Friday, October 24, 2014

The Kid


“Hey,  I promised I was coming back to shoot you. Wait here. I’ll be back” The 8 year old and his sister darted from the sidewalk and disappeared into his apartment. I was sitting outside reading a book and smoking my pipe when the pipsqueak came back. He aimed a screaming neon Nerf gun at me. I put up my hand to shield the foam bullet. Which is when he pulled the trigger. It launched from the barrel and hit my hand. Wow. That thing had a kick. I thought to myself “Motherfucker, you kids play with things like this?” He laughed maniacally. I’d seen him before. With a gang of other punk kids.
I think he was very curious about me. Not sure why. I wanted to be alone. I ignored him in previous outings. He seemed like a precocious spaz. Me at that age. I wish he’d leave me alone. But he stuck around. Most likely bored. He decided to drag back a whole tub of other Nerf brand guns and proceeded to show me his weaponry. A TON of Nerf crap. I really wanted him to leave me alone.

Me: “Say, what grade you in, 2nd?”
Kid: “No. Third.”
Me: “Dontcha’ have homework to do then?”
Kid: “I already did four segments. I’m in magnate school.”
I didn’t know what the fuck that was.
Kid: “Hey, did you see Hector?”
I didn’t know who the fuck Hector was. That’s when he dragged the fat black cat that’s been looming around the complex back.
Me: “Oh, I thought he had a different name.”
Kid: “No, he’s Hector. I have the same cat. Except skinnier.”
Me: “What’s YOUR cat’s name?”
Kid: “Little Dragon.” So much for real names like Hector.
Me: “You know what I think, dude?”
Kid was curious now. What could a long haired Asian guy possibly come up with here. “What?”
Me: “I think you’re procrastinating.”
Kid: “What’s procras…procras…procr…?”
Me: “It means you’re wasting time because you don’t want to do your homework. I know this trick. I’ve done it.” Maybe if the shit went to school, he’d extend his vocab.
He looked down, studied his gun. CAUGHT YA’ LI’L FUCKER!
Kid: “No. I already did four segments.”
Me: “Some…is not all.” Jesus, did I sound like a douche.
He seemed genuinely impressed though. That I was that alert to his scheme. I was a kid once too. A LONG time ago.

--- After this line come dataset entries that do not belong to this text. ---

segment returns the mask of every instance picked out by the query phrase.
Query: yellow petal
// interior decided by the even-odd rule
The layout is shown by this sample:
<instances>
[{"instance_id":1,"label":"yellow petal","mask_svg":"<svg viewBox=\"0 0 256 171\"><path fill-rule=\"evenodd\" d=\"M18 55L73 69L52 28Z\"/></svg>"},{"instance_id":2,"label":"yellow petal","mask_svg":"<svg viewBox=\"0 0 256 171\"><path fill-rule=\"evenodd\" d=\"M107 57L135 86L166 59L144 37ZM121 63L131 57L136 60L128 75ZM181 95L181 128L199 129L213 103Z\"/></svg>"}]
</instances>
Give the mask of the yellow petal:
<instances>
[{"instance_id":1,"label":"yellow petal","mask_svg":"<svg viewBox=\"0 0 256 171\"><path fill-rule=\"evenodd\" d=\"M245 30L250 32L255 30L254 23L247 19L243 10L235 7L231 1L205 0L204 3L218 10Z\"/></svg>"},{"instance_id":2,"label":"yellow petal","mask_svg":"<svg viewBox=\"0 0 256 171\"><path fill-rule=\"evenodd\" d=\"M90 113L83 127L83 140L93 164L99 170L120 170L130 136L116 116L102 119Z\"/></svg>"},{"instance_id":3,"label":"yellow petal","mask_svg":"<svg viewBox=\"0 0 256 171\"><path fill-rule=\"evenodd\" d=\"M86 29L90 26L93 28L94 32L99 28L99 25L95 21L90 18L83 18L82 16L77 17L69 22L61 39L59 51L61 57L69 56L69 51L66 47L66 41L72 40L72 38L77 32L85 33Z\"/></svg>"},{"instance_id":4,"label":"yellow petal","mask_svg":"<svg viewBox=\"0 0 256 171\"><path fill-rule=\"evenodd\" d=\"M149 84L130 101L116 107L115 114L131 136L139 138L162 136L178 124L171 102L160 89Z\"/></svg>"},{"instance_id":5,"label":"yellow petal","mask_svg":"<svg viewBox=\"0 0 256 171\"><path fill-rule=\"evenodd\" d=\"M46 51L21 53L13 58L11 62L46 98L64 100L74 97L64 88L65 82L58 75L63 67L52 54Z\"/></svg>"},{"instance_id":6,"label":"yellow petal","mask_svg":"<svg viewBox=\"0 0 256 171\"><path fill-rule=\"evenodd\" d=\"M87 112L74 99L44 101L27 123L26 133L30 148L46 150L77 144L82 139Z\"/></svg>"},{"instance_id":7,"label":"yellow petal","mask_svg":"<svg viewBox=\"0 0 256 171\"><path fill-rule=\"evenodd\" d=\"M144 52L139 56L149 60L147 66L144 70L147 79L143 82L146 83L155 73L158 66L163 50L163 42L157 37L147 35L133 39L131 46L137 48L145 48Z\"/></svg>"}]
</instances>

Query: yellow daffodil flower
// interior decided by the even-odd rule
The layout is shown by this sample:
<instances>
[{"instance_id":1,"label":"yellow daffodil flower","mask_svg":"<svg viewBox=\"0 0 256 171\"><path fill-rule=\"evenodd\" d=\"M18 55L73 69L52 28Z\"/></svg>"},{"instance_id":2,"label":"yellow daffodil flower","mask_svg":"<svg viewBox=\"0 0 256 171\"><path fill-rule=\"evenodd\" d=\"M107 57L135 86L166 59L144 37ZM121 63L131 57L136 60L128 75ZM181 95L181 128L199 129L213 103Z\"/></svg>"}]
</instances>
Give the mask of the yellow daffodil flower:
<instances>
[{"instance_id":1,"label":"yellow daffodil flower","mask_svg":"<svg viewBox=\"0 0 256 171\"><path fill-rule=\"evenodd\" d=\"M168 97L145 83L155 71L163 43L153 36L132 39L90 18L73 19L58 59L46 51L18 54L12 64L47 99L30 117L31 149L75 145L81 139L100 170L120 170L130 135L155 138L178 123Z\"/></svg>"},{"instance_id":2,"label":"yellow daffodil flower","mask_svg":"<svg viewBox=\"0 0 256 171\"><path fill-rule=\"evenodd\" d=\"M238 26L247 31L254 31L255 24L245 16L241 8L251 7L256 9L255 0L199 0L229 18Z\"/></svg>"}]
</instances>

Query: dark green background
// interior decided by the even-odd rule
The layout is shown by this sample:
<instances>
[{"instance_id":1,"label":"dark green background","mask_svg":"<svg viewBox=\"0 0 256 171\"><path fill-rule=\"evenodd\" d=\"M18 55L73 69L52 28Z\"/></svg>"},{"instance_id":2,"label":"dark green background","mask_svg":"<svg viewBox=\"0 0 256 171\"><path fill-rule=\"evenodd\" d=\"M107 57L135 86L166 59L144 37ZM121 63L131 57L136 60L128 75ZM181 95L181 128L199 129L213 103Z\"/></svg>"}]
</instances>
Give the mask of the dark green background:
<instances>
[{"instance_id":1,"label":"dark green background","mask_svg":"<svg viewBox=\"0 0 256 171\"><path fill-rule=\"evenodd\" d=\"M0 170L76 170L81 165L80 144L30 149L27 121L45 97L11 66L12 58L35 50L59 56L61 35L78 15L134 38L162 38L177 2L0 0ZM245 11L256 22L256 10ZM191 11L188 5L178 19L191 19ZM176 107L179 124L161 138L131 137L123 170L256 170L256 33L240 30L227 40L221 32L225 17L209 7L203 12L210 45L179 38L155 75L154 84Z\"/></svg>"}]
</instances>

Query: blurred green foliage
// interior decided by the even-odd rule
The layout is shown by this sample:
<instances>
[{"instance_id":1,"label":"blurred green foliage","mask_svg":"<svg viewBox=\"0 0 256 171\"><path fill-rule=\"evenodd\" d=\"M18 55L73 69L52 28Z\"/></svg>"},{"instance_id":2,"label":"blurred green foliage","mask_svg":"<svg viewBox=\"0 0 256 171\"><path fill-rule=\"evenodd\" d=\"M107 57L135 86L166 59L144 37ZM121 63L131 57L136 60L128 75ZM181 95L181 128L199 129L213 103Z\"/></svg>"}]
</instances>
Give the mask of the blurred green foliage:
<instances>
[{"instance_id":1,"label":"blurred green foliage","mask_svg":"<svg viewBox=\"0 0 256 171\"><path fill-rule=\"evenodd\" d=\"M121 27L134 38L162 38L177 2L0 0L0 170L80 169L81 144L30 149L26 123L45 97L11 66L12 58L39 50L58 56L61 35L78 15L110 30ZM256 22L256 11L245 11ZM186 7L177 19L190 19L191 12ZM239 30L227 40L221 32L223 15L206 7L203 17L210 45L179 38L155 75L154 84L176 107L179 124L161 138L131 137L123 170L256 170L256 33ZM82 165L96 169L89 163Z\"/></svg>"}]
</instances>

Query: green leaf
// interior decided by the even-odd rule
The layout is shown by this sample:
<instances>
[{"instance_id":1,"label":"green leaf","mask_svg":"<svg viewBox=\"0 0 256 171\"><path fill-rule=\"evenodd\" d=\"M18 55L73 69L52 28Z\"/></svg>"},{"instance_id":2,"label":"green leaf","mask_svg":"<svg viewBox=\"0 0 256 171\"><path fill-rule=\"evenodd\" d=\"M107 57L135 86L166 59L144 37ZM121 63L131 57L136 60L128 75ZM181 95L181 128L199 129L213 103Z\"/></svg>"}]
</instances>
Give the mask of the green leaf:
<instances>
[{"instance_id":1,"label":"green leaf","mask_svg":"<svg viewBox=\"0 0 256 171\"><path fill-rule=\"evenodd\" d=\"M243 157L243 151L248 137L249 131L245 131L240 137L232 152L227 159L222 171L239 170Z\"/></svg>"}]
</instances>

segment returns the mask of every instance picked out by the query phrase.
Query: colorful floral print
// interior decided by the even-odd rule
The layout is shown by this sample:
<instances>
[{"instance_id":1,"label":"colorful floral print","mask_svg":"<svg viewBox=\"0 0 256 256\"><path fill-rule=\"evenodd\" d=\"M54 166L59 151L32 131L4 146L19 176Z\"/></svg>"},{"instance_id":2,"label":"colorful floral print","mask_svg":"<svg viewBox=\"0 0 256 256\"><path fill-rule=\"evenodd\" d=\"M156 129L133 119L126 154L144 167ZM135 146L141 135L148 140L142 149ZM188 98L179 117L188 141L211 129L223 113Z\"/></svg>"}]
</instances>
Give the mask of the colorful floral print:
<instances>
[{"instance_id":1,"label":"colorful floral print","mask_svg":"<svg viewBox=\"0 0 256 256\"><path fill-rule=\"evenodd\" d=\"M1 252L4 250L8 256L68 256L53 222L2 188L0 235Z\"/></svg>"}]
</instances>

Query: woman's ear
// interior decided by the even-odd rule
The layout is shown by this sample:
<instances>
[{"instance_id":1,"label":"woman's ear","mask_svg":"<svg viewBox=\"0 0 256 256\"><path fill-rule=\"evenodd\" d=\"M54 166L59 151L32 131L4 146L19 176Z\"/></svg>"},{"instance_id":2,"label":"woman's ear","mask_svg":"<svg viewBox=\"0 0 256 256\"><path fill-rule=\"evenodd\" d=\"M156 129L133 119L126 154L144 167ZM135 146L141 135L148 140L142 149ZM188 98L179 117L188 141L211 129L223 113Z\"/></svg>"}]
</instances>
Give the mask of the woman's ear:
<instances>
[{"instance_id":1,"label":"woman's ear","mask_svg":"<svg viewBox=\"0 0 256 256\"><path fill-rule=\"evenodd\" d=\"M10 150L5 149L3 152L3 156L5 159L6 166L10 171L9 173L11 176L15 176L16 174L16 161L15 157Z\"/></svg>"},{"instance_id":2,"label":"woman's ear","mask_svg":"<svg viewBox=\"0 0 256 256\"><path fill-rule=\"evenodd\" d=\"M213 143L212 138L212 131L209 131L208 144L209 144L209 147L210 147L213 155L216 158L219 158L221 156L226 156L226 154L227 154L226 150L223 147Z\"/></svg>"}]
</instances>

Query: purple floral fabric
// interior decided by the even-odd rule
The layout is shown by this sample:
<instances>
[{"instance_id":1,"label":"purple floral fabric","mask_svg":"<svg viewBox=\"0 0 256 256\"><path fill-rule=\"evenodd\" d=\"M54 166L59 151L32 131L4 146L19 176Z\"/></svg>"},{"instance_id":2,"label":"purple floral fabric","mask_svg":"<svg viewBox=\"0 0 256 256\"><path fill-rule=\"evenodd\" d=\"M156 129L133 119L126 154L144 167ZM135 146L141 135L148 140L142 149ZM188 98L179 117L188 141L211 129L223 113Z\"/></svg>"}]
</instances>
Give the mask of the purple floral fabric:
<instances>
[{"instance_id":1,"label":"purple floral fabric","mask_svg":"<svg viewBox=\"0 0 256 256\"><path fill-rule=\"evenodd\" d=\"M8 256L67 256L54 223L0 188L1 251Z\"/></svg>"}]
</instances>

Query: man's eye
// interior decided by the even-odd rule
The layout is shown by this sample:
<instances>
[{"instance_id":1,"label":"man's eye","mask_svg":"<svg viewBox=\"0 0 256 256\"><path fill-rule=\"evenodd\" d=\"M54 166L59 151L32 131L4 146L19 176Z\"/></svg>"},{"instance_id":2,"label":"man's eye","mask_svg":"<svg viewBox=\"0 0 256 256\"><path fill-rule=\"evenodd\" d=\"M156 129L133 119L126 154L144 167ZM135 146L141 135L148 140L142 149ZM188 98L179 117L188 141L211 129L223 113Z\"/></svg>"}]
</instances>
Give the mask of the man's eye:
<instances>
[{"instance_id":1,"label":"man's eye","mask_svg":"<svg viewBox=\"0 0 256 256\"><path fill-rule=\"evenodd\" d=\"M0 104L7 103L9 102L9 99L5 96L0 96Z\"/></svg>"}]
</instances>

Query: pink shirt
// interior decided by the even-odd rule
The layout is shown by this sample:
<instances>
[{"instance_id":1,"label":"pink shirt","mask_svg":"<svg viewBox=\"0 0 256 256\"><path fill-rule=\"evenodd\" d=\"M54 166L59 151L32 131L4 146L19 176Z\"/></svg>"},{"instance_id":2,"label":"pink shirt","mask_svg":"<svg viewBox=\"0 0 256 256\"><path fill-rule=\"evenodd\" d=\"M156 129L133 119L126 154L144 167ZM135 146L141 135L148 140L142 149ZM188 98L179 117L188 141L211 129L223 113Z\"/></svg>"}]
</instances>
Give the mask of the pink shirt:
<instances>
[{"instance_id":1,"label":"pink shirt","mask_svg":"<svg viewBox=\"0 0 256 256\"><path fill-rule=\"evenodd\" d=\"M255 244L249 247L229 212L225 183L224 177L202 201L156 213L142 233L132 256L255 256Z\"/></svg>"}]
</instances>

The rest of the time I spent the conversation attempting to get him to get me some candy when he goes Hallowe’en trick or treating (it being a week away). I had to convince the shit that I was too old to go. Then I bribed him to trade candy for candy. I would get a bag of candy and he’d go out and get the loot, bring it back to me and we’d trade. There was a huge caveat here though:

1)   NO FUCKING CANDY CORN. That shit sucks.
2)   No hard candy. No peppermints or butterscotch old lady shit. No one eats that crap.
3)   Get as much Skittles as you can

The Kid agreed. And disappeared. So I thought. He came back later knocked on my door. Scratch that. Pounded the shit outta’ my door to open it. I dragged myself from the Bronco/Charger Thursday night football game. He was holding up the stupid black fucking cat making it wave goodnight to me. I rolled my eyes. Great. Looks like I made a friend. Hope he brings me my candy. I shut the door in his face.